Joining the governor was Virginia's Secretary of Health and Human Resources John E. Littel, who said, "Today, five Virginians will die from fentanyl. Tomorrow and every day this year, an average of five Virginians will die from this deadly drug," and thanked Youngkin for his attention to the matter and his efforts to address it.
The "Comprehensive Fentanyl Strategy"
Along with the news release came the issuance of Executive Order 26, which broadly outlined Gov.
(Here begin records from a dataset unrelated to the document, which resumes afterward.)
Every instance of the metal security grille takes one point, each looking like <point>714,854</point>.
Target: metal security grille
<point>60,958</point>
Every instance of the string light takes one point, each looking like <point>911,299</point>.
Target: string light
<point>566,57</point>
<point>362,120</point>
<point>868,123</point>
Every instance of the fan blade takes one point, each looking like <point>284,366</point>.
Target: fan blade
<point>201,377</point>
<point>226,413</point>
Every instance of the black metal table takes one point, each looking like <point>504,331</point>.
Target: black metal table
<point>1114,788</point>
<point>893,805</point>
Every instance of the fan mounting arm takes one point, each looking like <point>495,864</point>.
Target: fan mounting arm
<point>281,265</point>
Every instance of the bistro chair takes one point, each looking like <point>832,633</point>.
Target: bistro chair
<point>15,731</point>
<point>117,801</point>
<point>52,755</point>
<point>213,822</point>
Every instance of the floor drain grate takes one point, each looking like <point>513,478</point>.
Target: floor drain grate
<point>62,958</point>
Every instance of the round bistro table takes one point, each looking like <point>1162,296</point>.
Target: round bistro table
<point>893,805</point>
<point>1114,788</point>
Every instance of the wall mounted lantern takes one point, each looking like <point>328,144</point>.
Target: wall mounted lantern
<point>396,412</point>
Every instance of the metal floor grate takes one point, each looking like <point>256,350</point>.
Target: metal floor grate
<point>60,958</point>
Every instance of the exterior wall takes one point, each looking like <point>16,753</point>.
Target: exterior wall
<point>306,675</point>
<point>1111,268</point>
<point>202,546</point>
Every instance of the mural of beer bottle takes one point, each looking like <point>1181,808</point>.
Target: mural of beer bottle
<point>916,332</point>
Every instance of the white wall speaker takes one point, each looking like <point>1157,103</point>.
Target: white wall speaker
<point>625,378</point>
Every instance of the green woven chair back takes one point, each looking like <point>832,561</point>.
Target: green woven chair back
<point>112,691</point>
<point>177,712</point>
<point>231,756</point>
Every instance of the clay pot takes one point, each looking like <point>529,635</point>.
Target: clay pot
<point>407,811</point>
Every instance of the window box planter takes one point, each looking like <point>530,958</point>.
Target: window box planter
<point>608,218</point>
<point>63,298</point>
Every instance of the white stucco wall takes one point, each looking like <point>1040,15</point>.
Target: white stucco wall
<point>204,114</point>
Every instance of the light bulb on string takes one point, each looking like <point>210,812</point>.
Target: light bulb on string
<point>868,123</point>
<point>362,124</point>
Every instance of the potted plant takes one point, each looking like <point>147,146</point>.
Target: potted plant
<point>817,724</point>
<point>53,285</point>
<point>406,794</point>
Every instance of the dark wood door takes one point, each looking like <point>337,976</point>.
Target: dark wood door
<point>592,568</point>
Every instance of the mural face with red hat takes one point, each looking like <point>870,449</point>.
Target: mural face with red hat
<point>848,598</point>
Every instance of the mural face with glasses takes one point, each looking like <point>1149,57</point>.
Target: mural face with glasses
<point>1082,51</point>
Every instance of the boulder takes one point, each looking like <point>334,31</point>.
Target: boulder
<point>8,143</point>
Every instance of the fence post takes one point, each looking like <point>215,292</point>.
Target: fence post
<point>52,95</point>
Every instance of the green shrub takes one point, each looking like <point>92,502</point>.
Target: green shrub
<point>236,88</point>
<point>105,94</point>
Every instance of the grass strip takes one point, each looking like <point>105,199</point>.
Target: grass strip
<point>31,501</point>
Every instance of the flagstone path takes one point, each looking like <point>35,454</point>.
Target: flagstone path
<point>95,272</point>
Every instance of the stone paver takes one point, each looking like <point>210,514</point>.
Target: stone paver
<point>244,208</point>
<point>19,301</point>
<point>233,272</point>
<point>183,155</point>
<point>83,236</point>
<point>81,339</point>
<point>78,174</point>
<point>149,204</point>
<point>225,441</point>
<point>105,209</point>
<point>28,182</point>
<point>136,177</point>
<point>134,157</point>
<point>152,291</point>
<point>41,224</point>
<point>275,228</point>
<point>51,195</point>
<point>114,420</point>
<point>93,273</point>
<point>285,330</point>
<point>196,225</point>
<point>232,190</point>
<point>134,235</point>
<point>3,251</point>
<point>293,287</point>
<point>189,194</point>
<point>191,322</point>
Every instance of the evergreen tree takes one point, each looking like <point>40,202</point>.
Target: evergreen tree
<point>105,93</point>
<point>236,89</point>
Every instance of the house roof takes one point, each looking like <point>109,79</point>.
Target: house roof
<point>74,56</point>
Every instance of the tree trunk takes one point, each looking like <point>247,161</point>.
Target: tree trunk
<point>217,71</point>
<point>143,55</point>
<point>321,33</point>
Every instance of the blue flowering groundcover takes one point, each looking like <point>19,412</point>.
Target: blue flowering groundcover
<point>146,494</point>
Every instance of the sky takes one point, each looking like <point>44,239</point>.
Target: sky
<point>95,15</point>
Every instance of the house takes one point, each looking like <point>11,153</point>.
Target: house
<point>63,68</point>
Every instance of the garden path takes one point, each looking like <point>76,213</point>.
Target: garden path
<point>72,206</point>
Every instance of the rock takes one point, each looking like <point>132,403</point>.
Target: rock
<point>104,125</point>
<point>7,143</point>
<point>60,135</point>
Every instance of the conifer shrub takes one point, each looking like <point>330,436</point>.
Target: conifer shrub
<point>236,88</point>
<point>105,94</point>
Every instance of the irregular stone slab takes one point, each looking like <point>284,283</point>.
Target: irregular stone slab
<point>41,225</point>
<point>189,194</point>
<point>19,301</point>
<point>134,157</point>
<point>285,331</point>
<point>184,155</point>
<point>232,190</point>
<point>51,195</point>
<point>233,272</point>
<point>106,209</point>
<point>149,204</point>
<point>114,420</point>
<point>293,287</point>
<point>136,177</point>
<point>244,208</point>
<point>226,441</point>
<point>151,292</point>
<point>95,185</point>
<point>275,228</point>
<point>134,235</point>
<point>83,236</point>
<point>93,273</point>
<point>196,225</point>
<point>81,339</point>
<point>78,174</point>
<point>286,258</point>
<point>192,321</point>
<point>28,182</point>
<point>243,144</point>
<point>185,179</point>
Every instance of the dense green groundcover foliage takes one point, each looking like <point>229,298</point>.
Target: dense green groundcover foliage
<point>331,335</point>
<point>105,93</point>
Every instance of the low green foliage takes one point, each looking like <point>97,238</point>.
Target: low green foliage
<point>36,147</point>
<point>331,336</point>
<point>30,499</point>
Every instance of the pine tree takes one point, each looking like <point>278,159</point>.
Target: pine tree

Youngkin's "first-of-its-kind comprehensive fentanyl strategy."
The strategy aims to "(1) enhance public safety measures to counteract activity by illicit drug manufacturers and distributors; (2) invest in and enhance prevention and recovery efforts; (3) educate our communities for action to address fentanyl and opioid abuse and overdoses; (4) expand access to evidence-based treatments; and (5) comprehensively organize our government to transform and strengthen Virginia's response to the fentanyl opioid crisis."
As part of the "Prevention and Treatment" plan, Youngkin directed the Virginia Department of Health and similar county-level entities to stockpile supplies of naloxone, a nasal spray that immediately counteracts opioid overdoses and can save lives if utilized in a timely fashion.
He also ordered the development of a plan "to utilize and fund wastewater surveillance to detect the frequency, potency, and occurrences of fentanyl use in specific locations" in order to more efficiently direct resources to where they were needed most, and also encouraged more counseling and other services for children whose parents had died from a drug overdose.
The governor also directed the Secretary of Public Safety and Homeland Security to work with the Virginia State Police to develop a plan to "combat illicit trafficking" and the sale of fentanyl in the state, as well as to work with the federal government on ways to interdict the drug at Virginia's borders.
He also ordered eight different state government departments and agencies to work collaboratively on sharing data on drug overdose deaths as well as for the state and local health departments to work with local law enforcement to follow up on those overdose deaths in order to "identify the source of the drug and recommend immediate actions to prevent further overdoses."
Fentanyl Accounts For Around 65 Percent of Drug Overdose Deaths
The Daily Mail reported that fentanyl was first developed in the 1960s and initially had legitimate uses as a powerful anesthetic and pain reliever, particularly for cancer patients.
Unfortunately, within the past decade, it has increasingly found its way into the illicit drug supply in America, often mixed in with other illicit drugs, which has led to a surge in overdose deaths as unwitting consumers ingest the opioid that can be fatal in minuscule amounts.
According to the Centers for Disease Control and Prevention, it is estimated that fentanyl was responsible for at least 70,000 of the approximately 107,000 drug overdose deaths across the U.S. in 2022 alone.